I’ve spent the last week working with a fairly large cube – several fact tables have hundreds of millions of rows in – and, as always on an SSAS project, there are occasions when you have no choice but to reprocess the whole cube. Sitting round waiting for processing to complete can be pretty tedious and, while I’m sure we’ve all worked out how to plan our work so that processing can take place overnight, during lunch or a meeting, it’s always good to know some tricks to make processing faster.
There’s a good set of tips on how to optimise processing in the SSAS Operations Guide, but this post is about something not mentioned in that white paper because it’s a scenario that shouldn’t happen in production – although it’s very common in development. In my case I’ve been building a cube on top of a half-finished data warehouse where the data is still quite dirty. That means that during processing there are lots of key errors, and while they get fixed I’m handling them in my processing by selecting the ‘Convert to Unknown’ option. What I’ve half-known for a long time and only properly investigated this week, though, is the impact that reporting these key errors can have on processing times.
Here’s an extreme example using Adventure Works. I’ve created a new cube based on the FactInternetSales table and added the Customer dimension to it, but deliberately joined the Customer dimension on to the Order Date column in FactInternetSales to simulate a lot of key errors.

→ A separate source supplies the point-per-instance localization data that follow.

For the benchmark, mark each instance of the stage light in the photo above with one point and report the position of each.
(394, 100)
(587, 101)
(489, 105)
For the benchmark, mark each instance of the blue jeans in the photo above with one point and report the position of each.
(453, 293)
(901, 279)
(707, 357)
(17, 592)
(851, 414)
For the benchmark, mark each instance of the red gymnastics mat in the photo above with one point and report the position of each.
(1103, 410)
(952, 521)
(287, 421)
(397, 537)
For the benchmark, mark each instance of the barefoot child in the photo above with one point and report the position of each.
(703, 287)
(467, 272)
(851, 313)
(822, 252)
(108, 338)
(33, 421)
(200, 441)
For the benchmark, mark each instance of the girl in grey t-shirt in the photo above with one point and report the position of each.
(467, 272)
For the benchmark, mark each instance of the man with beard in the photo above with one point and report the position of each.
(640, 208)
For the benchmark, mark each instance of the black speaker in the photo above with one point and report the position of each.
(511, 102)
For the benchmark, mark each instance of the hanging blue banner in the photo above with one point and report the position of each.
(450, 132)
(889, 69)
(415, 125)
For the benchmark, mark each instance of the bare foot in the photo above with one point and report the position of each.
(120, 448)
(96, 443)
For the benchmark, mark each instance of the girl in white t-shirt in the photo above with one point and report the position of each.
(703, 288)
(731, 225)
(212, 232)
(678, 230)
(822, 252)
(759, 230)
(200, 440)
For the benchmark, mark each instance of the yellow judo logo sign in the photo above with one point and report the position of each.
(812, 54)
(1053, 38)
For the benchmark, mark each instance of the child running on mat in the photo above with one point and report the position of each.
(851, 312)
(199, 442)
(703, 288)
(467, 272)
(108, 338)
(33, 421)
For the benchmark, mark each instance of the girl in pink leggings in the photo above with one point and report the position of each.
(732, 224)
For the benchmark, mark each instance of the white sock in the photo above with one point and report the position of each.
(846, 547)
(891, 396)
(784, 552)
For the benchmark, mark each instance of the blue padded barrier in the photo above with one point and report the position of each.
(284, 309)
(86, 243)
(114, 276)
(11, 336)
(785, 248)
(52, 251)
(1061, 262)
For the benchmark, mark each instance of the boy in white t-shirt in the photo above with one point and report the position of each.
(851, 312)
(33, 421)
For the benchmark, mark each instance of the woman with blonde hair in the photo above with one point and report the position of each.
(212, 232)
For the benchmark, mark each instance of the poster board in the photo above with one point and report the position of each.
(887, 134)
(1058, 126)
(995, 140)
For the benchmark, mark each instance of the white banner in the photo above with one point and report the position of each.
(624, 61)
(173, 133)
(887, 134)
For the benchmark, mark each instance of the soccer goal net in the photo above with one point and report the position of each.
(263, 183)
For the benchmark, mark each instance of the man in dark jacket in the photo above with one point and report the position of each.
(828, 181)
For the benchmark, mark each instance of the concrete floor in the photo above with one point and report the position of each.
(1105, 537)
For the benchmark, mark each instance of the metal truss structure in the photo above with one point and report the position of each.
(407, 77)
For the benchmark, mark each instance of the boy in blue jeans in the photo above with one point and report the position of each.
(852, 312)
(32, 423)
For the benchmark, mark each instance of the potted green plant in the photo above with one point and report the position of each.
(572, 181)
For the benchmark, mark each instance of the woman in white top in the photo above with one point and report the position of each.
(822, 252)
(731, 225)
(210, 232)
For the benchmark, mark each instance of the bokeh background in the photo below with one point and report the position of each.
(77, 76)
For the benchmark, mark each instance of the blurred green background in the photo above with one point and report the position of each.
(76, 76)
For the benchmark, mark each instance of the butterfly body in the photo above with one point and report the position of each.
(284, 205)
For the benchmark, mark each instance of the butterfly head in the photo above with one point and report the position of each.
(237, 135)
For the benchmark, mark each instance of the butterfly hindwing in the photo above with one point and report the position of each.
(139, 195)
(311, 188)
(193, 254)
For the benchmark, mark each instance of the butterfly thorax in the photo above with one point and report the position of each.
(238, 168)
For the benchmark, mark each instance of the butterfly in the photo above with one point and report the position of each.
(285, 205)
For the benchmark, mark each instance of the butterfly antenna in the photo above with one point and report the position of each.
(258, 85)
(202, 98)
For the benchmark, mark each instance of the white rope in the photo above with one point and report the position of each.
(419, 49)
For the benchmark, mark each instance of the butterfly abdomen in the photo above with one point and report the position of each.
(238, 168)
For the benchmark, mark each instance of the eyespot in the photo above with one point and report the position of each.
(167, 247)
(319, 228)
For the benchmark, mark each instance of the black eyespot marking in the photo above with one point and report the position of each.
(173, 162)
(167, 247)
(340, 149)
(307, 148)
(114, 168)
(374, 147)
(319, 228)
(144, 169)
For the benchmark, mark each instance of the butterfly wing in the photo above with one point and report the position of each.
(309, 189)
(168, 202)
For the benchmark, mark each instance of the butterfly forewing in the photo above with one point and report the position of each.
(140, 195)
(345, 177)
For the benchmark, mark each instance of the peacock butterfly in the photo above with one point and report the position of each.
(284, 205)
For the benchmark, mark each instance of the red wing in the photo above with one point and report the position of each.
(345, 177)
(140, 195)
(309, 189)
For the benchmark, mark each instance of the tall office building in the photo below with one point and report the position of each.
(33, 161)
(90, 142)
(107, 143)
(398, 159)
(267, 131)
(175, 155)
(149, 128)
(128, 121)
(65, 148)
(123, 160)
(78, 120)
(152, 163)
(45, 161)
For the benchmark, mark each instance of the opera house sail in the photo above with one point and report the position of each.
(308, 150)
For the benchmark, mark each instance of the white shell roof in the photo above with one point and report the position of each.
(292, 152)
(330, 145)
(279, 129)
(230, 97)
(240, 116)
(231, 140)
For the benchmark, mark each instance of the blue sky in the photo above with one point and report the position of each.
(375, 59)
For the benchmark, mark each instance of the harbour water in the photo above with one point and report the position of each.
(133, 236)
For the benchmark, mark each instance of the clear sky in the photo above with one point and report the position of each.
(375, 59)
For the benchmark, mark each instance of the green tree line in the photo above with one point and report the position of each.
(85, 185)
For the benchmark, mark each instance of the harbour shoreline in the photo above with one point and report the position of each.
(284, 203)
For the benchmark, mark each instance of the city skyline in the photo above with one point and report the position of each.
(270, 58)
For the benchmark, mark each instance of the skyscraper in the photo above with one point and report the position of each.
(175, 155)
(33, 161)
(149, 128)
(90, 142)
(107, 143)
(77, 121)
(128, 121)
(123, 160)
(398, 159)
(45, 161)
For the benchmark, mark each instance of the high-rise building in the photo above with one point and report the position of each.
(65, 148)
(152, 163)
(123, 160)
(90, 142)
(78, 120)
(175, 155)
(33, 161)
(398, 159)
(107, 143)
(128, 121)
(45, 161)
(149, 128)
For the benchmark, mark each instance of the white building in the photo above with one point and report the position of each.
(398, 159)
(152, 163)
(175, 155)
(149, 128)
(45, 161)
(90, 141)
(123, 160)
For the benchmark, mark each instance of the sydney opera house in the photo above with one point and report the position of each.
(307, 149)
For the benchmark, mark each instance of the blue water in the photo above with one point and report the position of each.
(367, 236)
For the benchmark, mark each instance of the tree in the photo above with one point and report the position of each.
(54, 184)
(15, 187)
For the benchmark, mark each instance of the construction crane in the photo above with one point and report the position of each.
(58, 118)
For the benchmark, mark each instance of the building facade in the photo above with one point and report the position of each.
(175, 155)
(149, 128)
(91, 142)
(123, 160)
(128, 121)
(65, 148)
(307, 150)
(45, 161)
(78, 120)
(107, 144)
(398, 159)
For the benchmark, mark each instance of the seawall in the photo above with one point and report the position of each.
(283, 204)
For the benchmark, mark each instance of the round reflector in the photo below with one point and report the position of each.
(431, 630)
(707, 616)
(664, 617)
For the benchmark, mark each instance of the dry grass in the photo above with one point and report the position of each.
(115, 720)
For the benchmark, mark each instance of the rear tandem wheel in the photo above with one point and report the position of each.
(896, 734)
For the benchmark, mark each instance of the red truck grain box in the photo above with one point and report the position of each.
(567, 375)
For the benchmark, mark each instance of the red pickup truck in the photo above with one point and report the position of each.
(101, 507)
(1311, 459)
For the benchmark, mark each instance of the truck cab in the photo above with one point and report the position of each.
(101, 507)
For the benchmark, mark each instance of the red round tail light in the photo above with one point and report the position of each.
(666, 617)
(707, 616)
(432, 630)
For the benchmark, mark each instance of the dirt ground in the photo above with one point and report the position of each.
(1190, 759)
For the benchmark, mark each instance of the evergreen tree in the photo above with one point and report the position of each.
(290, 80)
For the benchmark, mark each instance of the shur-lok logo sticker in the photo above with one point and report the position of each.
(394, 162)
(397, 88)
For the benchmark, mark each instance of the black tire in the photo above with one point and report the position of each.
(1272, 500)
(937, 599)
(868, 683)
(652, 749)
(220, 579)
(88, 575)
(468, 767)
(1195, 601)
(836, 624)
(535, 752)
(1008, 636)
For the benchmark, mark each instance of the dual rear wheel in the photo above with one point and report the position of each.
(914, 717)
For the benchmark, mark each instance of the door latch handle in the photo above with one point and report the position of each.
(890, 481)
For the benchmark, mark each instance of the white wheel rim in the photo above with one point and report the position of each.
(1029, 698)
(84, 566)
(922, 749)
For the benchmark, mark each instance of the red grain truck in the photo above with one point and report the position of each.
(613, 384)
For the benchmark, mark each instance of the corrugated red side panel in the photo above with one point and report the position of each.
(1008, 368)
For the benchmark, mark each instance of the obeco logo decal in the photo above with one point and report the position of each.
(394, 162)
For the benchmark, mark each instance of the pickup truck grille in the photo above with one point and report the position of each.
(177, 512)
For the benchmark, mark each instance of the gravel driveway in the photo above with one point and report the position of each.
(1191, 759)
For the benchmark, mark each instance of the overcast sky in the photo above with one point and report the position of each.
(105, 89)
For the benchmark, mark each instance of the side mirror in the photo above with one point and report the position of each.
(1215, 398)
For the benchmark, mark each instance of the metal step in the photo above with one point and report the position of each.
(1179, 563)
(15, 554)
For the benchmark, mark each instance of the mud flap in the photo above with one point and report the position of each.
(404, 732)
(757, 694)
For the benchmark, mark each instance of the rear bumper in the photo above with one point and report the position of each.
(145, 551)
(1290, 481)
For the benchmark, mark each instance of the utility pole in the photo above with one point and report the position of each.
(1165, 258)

If I then do a ProcessFull with the following error configuration:
ie with Key Error Action set to Convert To Unknown, Ignore Errors Count selected, and Key Not Found and Null Key Not Allowed both set to Report And Continue, when I do a full process all the errors are logged in the UI and it takes around 23 seconds to finish:
If, on the other hand, you set Key Not Found and Null Key Not Allowed to Ignore Error, as follows:
…a full process takes under a second:
Now this is an extreme example, of course, and in a production system you should not have any key errors anyway, and if you do you definitely do not want to ignore these key errors. But if you’re developing a cube and you know that key errors exist but you don’t care about them (for the moment), you can save a massive amount of time by not reporting these errors. In my case cube processing went down from around 3 hours to 45 minutes. Which is a good thing if you want to get on with your work faster, but I suppose is a bad thing if it interrupts your web browsing/coffee drinking/chatting or whatever you do to pass the time while processing’s taking place.